No quiero decir que Mutis fuera un hombre triste o taciturno, al contrario, ¡era alegrísimo y aún resuenan sus carcajadas en mi memoria!, pero de su escritura fluía, desde sus primeros versos de juventud, una vena de sereno desencanto que lo acompañó siempre y que sería su sello característico. En sus propias palabras: “Sentí que mi poesía tenía un tono de desesperanza, un tono de destrucción, de deterioro en las cosas, en los personajes y en los sentimientos que no correspondía a mi edad; pensé para mí que a los 18 años yo no era ningún Rimbaud para escribir ya con tal distancia de toda ilusión de creer en el sentido de cualquiera de las acciones del hombre y sus episodios sobre la Tierra. Entonces se me ocurrió crear un personaje con la experiencia que autorizara esa desesperanza, y así nació Maqroll”. Milagro: un joven de 18 años parió a un veterano lobo de mar que no cree en nada, y otro milagro: ese nihilista resultó profundamente conmovedor para sus lectores, quienes lo seguíamos de libro a libro, encariñados con su desilusión.

La cita anterior proviene de una entrevista que Mutis me dio hace más de treinta años, cuando yo era un chamaco totalmente opuesto a Maqroll, lleno de ilusiones, y trabajaba como redactor de la Revista Universidad de México. Mutis me recibió en su casa como si yo fuera un viejo amigo, me preparó un “Maqroll” (un coctel con tres dedos de ron con el que le gustaba desacartonar a sus invitados) y se entregó a una conversación de horas que no olvidaré. Tengo sus libros dedicados, y en la portadilla de La última escala del Tramp Steamer se puede leer: “Para Julio Trujillo, que sabe más de Maqroll que yo”. Falsa concesión, clásica generosidad.
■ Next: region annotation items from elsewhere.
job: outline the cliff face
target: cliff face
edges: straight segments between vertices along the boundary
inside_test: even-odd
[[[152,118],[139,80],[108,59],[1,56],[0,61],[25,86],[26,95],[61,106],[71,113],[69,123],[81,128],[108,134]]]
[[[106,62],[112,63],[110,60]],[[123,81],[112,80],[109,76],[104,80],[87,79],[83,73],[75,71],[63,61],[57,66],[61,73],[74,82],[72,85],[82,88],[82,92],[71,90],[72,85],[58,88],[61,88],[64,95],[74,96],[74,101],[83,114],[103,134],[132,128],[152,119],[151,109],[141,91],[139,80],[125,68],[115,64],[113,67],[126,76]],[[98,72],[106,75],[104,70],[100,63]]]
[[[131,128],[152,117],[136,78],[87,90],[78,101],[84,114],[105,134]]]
Fue el inicio de una amistad (o magisterio) cuyo culmen sería su participación, bastante inverosímil, en la presentación de mi primer libro. Yo aprendí a no hacer preguntas de groupie sobre Maqroll, y a dejarlo hablar a rienda suelta, en el entendido de que en el fondo de esa alma locuaz también habitaba el personaje oscurecido.

Siempre me resultó fascinante, en la obra de Mutis, su transición, sedosa, a veces imperceptible, de la poesía a la prosa y viceversa. El aliento narrativo de su poesía es directamente proporcional al desgravamen lírico de su prosa, y en sus mejores momentos los géneros desaparecen, confundidos, mezclados y reconvertidos en un estilo único. Leo al azar esta certeza de Maqroll: “Saber que nadie escucha a nadie. Nadie sabe nada de nadie. Que la palabra, ya, en sí, es un engaño, una trampa que encubre, disfraza y sepulta el edificio de nuestros sueños y verdades, todos señalados por el signo de lo incomunicable”.

Lo recuerdo en su centenario y lo recuerdo siempre. Le agradezco sus generosas palabras, tanto las luminosas como las ensombrecidas por el desengaño.